Reputation: 963
I'm working on a calculation-intensive app that happens to listen to sensor data (acceleration, but also angular velocity). After a couple filters, these vectors are integrated to track displacement.
I have noticed that the timestamps associated to CMDeviceMotion and CMGyroData are late, because my CMMotionManager's handlers aren't fired at 100 Hz as specified by its accelerometerUpdateInterval and gyroUpdateInterval. It starts around 60 Hz and goes up and down. This affects the integrations majorly.
The same code in a stand-alone app does 100Hz like a charm.
So it looks like computation peaks from other modules of the big app make the sensor updates lag. Which surprises me, since the sensor manager is on a thread of its own and I understood from the doc that the sensor events were triggered by the hardware.
My question is: when the timestamp is unreliable as described, can the data still be used? Can it be extrapolated using another clock?

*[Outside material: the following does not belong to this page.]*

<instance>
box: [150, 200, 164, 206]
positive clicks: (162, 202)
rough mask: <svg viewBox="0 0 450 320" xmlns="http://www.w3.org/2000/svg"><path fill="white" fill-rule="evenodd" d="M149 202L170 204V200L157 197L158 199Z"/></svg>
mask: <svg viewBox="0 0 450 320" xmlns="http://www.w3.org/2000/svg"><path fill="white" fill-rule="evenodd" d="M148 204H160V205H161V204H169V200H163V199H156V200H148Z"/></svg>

And I'm confused why big, asynchronous computation on other threads can lag the accelerator updates.
Thanks, Antho
Upvotes: 2
Views: 539
Reputation: 58511
Bad timestamps are just as bad as inaccurate data since they have the same effect on the integration.
About 50 Hz is enough to track orientation. I was wondering how you track displacement because it is impossible with current sensors.